Un piano per l’acciaio in Italia? Ma quel capitalismo straccione…

Udite, udite, nelle cronache quotidiane che ci riportano la difficile situazione in cui versa il settore siderurgico, si ritorna a parlare di Piano nazionale per l’acciaio.

Improvvisamente rivedi il film di quella che è stata la “meravigliosa” stagione delle privatizzazioni nella siderurgia pubblica, I cui esiti sono ben rappresentati dalle crisi dell”Ilva a Taranto, per non dire di Piombino e la recente chiusura dell’area a caldo della ferriera di Trieste nel nostro estremo nord-est.

Esiti di quella che è stata una vera e propria svendita della siderurgia pubblica che non a caso un antico testo definì moderna siderurgia sul mare. Stanno qui le radici che hanno portato all’esplosione della questione ambientale e a far saltare il rapporto tra attività siderurgica e tutela della salute pubblica e dei lavoratori. È utile ricordare come sono avvenuti i processi di privatizzazione della siderurgia, allora c’era in campo la “furia antistatalista” (ben presente) e la corsa alla riduzione dei costi, con questo mix di ideologia di mercato e di “piccolo è bello”, si avviò lo smantellamento del settore pubblico di cui Piombino, Taranto, Terni, (e fino a poco fa anche Trieste) sono i sopravvissuti. I risultati iniziarono ben presto a farsi vedere, in particolare sotto l’aspetto della tenuta ambientale.

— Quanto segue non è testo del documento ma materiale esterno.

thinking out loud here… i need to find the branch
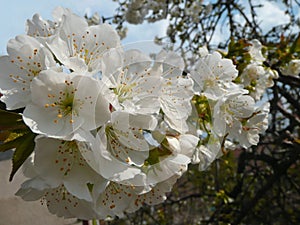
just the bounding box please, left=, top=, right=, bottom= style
left=232, top=146, right=300, bottom=224
left=278, top=86, right=300, bottom=112
left=278, top=75, right=300, bottom=87
left=277, top=101, right=300, bottom=125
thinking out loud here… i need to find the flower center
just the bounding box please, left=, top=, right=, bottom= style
left=8, top=49, right=43, bottom=92
left=105, top=126, right=132, bottom=164
left=67, top=30, right=108, bottom=71
left=44, top=80, right=83, bottom=124
left=114, top=82, right=137, bottom=103
left=55, top=141, right=86, bottom=176
left=41, top=185, right=79, bottom=210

Chi si opponeva al disastro ambientale veniva tacciato di “furore antindustriale”, ed è ormai storia di oggi. Le contraddizioni aperte oggi nel tessuto produttivo e sociale sui territori, hanno una radice diretta negli esiti nefasti dei processi di privatizzazione della siderurgia pubblica che è sta svenduta a quello che è stato chiamato “capitalismo straccione”, che quando serve si riscopre statalista.